NYDFS already runs one of the tighter stablecoin regimes globally. Regulated issuers in New York are subject to strong reserve requirements, confidence in redeemability, transparency obligations, and a hard prohibition on rehypothecation of reserve assets. That no-rehypothecation rule, in particular, is a structural constraint that distinguishes NYDFS-approved stablecoins from some offshore issuers.

The EBA’s counterpart authority under MiCA targets e-money tokens and asset-referenced tokens. By linking the two regimes through this MOU, the arrangement creates at least a coordination layer across what are, in practice, the two most consequential regulatory jurisdictions for stablecoin issuers operating at scale.

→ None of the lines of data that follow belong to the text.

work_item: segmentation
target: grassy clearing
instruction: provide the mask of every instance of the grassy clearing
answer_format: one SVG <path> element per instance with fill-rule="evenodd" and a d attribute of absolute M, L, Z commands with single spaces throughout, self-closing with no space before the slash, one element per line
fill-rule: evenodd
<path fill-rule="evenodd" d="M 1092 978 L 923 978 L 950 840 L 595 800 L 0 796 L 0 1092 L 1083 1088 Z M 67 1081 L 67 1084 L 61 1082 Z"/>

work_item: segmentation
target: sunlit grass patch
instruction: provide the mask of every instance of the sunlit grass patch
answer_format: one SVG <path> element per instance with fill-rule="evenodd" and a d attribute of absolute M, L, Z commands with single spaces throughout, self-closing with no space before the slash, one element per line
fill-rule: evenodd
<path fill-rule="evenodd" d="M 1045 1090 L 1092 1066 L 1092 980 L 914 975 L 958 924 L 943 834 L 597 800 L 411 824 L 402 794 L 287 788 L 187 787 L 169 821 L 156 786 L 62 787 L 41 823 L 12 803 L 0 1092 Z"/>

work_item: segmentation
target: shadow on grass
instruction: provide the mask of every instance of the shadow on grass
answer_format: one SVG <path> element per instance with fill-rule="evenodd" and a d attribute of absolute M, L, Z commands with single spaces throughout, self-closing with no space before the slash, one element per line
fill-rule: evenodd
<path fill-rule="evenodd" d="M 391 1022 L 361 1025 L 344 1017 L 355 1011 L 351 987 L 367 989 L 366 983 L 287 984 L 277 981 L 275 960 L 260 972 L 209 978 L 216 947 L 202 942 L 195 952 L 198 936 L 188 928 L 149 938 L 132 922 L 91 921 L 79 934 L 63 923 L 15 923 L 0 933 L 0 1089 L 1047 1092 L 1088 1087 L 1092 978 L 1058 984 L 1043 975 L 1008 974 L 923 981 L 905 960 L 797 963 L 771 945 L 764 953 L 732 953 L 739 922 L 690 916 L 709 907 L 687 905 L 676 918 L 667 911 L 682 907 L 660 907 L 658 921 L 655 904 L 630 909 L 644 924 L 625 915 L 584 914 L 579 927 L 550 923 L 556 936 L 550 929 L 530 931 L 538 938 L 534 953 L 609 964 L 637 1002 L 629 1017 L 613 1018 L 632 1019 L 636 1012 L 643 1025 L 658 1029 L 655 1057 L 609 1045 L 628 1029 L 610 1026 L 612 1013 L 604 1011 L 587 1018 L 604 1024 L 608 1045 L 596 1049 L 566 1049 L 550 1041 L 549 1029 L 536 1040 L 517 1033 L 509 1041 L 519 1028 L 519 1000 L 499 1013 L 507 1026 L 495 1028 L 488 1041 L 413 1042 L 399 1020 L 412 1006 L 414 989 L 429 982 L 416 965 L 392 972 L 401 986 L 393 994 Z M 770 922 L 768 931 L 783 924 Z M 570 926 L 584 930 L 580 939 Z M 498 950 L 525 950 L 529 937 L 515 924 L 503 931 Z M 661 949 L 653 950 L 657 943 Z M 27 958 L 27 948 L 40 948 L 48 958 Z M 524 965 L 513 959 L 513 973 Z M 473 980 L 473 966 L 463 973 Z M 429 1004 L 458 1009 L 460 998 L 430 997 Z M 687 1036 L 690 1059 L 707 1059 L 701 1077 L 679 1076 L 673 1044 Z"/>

The global stablecoin market stood at more than $319 billion as of this week, according to DefiLlama. US dollar-denominated supply dominates, with Tether’s USDT and Circle’s USDC the two largest by market cap. Both issuers operate across multiple jurisdictions, making cross-border supervisory coordination directly relevant to how their reserve and compliance data gets shared between regulators.

Jimmy Xue, co-founder of quantitative yield protocol Axis, told Cointelegraph in January that the market had largely plateaued after rapid expansion, entering a consolidation phase as new regulation, liquidity constraints, and higher real-world yields weighed on new issuance. Competitive Treasury yields, he added, further reduced appetite for rapid growth. The MOU lands in that context: regulators are tightening coordination at the same moment organic issuance momentum has stalled.

Banks and major financial institutions on both sides of the Atlantic have been piloting stablecoins for payments, accelerated by the US GENIUS Act signed into law in July and MiCA’s entry into force toward the end of 2024. Institutional use cases are precisely where cross-border reserve visibility and coordinated supervision matter most, given the counterparty and settlement exposure involved.

The MOU’s on-site inspection provisions are the sharper edge here. Global Relay Intelligence noted the arrangement creates a blueprint for cross-border coordination, though without legal binding force. Whether regulators actually exercise those inspection rights, and how quickly material infringement notifications travel between New York and Brussels, will determine whether this is a working supervisory tool or a framework document that sits in a drawer.

Watch for the first instance of a cross-border notification under the material infringement clause: that will be the test of whether the EBA NYDFS stablecoin MOU functions operationally or remains a statement of intent.